Jika diibaratkan bumi ini sebesar bola sepak, maka tanah tempat manusia menempel di atasnya ibarat kulit yang tebalnya hanya 0,7 milimeter. Kulit yang tipis itu mengapung-apung di atas massa cair kental yang pijar bersuhu tinggi. Kulit bumi yang tipis terus bergerak, bergeser, saling mendesak, mengerut dan terkoyak atau sobek di sana-sini sehingga pecah berkeping-keping. Satu di antara pergeseran lempeng tersebut terjadi hari Minggu, 26 Desember 2004, mengakibatkan gempa yang disusul tsunami.

Pria kelahiran Semarang, 2 Desember 1934, dari keluarga sederhana pasangan M Koetojo dan Ny Moendijah, ini mengaku sudah tertarik dengan ilmu kebumian sejak SMP dan SMA. Kemudian, ia memasuki Jurusan Geologi FIPIA Universitas Indonesia (UI), kini Institut Teknologi Bandung (ITB), tahun 1954. Kala itu, tempat kuliahnya bekas bedeng asrama tentara, berupa bangunan setengah bata dan setengah bilik.
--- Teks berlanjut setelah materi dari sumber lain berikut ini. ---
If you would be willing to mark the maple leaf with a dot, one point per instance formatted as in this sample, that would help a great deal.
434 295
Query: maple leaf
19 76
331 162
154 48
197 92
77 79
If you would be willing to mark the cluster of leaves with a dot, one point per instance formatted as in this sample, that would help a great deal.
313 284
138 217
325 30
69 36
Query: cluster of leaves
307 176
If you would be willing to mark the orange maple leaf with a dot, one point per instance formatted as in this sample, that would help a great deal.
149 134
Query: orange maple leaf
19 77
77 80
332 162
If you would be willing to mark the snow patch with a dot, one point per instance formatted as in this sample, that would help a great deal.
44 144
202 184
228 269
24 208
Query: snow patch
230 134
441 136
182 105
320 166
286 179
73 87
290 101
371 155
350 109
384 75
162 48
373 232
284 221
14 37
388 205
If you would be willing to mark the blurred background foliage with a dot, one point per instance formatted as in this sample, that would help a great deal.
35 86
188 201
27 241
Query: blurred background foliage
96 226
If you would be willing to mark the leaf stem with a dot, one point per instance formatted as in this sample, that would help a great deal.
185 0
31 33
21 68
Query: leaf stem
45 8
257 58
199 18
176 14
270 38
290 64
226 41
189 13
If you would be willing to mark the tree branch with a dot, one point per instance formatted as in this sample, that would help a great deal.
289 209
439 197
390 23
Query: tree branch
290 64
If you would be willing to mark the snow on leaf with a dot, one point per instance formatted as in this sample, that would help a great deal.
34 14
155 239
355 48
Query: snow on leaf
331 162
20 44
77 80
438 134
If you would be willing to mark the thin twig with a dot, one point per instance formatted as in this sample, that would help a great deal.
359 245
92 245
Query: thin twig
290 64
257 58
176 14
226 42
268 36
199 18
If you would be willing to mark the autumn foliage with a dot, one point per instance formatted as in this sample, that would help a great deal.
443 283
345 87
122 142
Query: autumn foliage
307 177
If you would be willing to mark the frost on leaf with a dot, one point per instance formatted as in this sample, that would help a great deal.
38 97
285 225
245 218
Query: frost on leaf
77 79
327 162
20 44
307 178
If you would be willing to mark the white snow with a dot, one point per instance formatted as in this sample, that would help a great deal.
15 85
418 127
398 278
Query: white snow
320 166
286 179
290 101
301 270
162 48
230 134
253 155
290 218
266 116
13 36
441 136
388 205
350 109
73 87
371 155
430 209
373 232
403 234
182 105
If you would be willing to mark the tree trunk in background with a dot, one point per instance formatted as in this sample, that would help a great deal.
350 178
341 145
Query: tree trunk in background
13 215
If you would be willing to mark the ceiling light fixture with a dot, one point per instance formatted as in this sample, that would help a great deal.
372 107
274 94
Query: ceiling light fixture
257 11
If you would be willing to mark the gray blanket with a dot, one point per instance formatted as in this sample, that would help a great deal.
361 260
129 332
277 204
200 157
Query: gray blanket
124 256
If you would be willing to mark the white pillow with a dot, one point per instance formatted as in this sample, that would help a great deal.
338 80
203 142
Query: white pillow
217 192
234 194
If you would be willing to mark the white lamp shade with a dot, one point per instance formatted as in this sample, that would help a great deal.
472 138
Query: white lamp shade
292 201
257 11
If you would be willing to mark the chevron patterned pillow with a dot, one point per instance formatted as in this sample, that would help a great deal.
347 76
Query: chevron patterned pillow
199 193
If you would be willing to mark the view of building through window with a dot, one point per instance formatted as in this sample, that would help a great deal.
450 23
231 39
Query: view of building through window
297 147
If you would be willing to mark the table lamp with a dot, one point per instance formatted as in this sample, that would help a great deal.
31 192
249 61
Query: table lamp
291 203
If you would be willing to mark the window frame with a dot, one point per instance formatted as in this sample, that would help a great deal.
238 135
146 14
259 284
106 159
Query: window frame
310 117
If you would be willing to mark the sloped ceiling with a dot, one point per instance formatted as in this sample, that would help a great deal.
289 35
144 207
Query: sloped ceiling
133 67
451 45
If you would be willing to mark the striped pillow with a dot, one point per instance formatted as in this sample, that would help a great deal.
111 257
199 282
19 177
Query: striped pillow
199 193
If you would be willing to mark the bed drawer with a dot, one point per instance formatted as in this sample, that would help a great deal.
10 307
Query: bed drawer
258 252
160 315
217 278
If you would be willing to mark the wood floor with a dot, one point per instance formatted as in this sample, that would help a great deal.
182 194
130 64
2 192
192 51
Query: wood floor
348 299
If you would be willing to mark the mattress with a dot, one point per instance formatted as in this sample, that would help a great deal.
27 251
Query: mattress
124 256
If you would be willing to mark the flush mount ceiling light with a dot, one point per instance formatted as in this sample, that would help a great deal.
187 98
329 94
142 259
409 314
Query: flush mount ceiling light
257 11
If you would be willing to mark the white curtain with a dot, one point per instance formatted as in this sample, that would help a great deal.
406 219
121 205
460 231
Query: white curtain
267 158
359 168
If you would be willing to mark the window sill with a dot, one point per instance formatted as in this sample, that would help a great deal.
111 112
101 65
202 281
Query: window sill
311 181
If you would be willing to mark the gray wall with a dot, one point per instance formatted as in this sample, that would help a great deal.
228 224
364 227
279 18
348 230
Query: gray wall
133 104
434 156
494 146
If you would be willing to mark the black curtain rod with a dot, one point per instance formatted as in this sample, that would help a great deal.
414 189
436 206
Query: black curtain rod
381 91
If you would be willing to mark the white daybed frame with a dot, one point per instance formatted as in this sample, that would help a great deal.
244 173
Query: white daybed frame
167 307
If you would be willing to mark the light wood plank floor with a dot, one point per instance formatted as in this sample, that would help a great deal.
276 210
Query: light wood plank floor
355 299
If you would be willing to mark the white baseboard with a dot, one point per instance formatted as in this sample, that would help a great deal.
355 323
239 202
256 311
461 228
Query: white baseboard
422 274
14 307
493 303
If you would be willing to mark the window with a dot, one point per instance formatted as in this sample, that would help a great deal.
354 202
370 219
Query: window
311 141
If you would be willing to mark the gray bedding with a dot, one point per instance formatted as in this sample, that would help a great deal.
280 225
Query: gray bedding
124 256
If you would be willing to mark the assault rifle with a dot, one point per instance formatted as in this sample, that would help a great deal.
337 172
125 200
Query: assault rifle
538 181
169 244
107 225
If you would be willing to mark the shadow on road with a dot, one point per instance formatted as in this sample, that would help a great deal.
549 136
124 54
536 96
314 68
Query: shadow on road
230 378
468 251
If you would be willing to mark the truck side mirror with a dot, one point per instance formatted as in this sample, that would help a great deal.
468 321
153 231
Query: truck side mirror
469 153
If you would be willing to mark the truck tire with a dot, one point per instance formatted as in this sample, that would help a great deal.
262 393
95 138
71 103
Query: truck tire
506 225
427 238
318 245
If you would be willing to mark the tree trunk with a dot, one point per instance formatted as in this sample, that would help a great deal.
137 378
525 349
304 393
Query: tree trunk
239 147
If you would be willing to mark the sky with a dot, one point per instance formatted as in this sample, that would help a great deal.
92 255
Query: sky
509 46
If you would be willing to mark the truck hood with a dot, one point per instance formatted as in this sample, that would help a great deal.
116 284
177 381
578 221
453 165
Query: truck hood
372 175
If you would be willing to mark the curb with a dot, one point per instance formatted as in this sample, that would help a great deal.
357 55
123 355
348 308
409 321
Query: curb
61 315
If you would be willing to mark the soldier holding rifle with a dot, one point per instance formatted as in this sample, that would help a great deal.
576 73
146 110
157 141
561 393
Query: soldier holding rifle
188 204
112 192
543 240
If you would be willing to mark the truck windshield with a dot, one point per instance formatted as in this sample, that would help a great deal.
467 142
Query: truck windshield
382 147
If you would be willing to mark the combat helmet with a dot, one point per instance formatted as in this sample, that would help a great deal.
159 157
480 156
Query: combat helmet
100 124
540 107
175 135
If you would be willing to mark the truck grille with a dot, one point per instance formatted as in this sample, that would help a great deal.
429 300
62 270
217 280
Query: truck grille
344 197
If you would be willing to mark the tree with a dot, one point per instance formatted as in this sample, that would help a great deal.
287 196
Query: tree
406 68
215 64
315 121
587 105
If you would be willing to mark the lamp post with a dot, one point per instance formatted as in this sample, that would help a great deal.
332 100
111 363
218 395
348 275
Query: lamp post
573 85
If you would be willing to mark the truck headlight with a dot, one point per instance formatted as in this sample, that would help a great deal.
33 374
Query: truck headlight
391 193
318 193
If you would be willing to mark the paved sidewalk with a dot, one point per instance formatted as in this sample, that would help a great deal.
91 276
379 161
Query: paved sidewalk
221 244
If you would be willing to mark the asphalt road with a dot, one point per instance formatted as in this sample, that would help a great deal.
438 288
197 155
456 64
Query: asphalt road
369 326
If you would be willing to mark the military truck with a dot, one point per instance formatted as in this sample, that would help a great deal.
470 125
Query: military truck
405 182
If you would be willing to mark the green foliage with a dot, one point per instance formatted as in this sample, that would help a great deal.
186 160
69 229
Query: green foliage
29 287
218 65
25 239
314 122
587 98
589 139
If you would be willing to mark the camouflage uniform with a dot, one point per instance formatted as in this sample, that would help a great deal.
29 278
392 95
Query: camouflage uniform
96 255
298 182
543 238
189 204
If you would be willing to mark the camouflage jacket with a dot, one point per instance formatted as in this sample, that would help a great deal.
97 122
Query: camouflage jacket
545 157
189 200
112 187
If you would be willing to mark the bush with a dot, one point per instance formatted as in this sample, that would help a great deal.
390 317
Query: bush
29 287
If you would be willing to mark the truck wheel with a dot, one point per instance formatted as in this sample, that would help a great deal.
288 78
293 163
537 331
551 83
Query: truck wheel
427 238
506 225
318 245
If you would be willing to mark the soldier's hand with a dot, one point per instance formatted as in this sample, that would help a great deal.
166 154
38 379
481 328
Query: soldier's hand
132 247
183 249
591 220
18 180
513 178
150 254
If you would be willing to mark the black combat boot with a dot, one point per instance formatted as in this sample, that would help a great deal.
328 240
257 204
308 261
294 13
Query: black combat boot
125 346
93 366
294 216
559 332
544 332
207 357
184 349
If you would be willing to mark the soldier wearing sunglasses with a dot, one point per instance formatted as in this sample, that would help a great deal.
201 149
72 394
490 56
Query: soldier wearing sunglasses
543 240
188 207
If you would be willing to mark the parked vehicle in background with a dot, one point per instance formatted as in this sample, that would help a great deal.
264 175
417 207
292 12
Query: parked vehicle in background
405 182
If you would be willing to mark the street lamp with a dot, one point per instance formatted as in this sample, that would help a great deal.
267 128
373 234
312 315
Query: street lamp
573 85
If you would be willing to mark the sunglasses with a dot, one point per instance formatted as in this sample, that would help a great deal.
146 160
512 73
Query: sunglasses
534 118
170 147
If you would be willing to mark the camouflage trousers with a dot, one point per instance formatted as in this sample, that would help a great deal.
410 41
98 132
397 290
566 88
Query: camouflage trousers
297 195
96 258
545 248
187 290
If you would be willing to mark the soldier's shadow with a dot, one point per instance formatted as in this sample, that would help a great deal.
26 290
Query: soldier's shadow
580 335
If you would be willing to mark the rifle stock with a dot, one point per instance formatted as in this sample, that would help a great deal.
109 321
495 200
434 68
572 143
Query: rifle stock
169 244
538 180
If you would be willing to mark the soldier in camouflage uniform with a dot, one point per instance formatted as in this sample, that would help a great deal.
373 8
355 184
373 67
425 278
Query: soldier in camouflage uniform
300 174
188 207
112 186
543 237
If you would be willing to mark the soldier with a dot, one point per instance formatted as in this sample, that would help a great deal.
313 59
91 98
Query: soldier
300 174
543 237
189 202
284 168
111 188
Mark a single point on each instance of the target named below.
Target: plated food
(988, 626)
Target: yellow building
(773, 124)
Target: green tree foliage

Ruang baca bersatu dengan ruang tata usaha sehingga selalu ramai.

Dia menyenangi bidang geologi teknik karena hasil pekerjaannya bisa cepat dievaluasi dan banyak berhubungan dengan orang banyak. Tahun 1959-1962, ia melanjutkan studi geologi di Facolta di Scienae Universitas Degli Studi, Padova, Italia. Ia meraih gelar dottore in scienze geologiche dengan tesis berjudul Studio Petrografico della zona di Contatto di Val San Valentino, Adamello.

Saat studi di Italia itu, Sampurno merasa kagum melihat karya Prof Dr Dal Piaz yang mengolah geologi jalan raya Bologna-Florence di Italia. Sehingga minatnya tentang geologi semakin tinggi.


Sekembali dari Italia, dia bertekad kuat untuk mengaplikasikan ilmunya di Indonesia. Pertama kali, Sampurno mengaplikasikan geologi teknik dalam pemugaran Candi Borobudur. Saat itu, ada tiga hal yang menjadi perhatiannya, yakni keadaan tanah, bahan baku batuan dan penyediaan air. Berkat pengabdiannya dalam pemugaran Candi Borobudur, ia pun menerima piagam penghargaan dan medali dari Menteri P dan K pada 22 Februari 1983.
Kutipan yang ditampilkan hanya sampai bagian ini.